The Saudis complained that excessive U.S. sympathy and support for Sharon fuelled anti-Americanism and played into Iraq’s hands. (Saddam’s agents were indeed offering rewards for suicide bombers.) In the Crown Prince’s view, unlike 1990-91 the Arab-Israeli issue could not be deferred until after Saddam’s defeat. Riyadh insisted that the U.S. should pressure Israel to pursue a new diplomatic path— the Saudi peace plan — while the Arab side would push Arafat to end the violence. The Saudis argued that only the President could lead toward a settlement of the conflict, and only Arafat could lead the Palestinians.
Some in the State Department and among former President Bush’s advisors sympathized with this approach and made the case for prudence. Do not press the Saudi, Egyptian, and Jordanian governments too hard while the images of Palestinian suffering played over the region’s media. Give Arafat a way out of war: a detailed U.S. plan that the parties could not refuse.
But George W. Bush was not prepared to impose such a plan on Israel, especially not a scheme that gave Arafat a great victory. High White House officials doubted that Arafat wanted an agreement or would keep his promises but recognized that he could not be cast aside. U.S. policy would therefore restrain Sharon from eliminating or exiling Arafat; still Bush would not deal with him until the Palestinian actually delivered a 100 percent effort on terrorism. Although confusing, the Bush Administration’s tacking among these winds reflected genuine dilemmas and conflicting advice: the lack of a credible Palestinian partner, questions about whether Sharon really wanted negotiations, and the desire to contain it all while preparing to finish off Saddam Hussein.
President Bush now faces two critical judgments. The first is the extent to which the Israeli-Palestinian conflict impedes the war on terrorism, specifically pressure on Iraq but also the suppression of other terrorist groups with “global reach.” Over a decade ago, the U.S. found that Arab-Israeli tensions complicated but did not prevent an anti-Saddam coalition from going to war. Clearly it will be easier to put Saddam in U.S. sights if the Israeli- Palestinian issue is below sight, and less need of local allies if the planned military operation does not require the massive force of a Desert Storm. Nonetheless, the United States can still harm Saddam quite a lot even without much Arab cooperation. Moreover, the case can be made that, as in 1990-91, a further defeat of the violent opposition to peace with Israel, in Iraq if not elsewhere, is a necessary prelude to a successful diplomacy. The Madrid Peace Talks, after all, had been made possible by the American victory in the Gulf.
Even if the end of the Israeli-Palestinian conflict is not a necessary prelude to heavy American pressure on Iraq, the U.S. has a strong interest in resolving it.

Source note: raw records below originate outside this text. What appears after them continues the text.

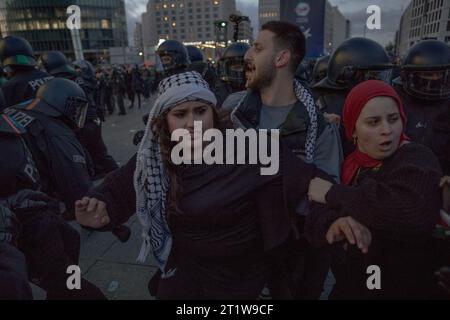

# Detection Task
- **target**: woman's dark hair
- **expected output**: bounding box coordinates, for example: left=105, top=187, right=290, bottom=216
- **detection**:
left=152, top=105, right=232, bottom=216
left=261, top=21, right=306, bottom=74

The second critical presidential judgment will therefore be what can be done.
Eighteen months of warfare have turned the clock back to the pre-Oslo era when there were no partners on the Palestinian side, the violent status quo looked intolerable and a final status agreement appeared unattainable. Recent developments, however, may offer the potential for progress.
By pressing these two movements, the U.S. will draw upon the desire of both sides to alter the status quo even if neither can make the final leap to an overall settlement. It cannot be stated often enough that outside plans and pronouncements are helpful only when the parties are already inclined to look for the deal. The diplomatic history of Arab-Israeli peacemaking is littered with blueprints that missed this fundamental fact, just as the desire for the deal is so often stimulated by a bout of failed violence. In this case, the defeat of terrorism as a method for effecting change is crucial to peacemaking in the Middle East.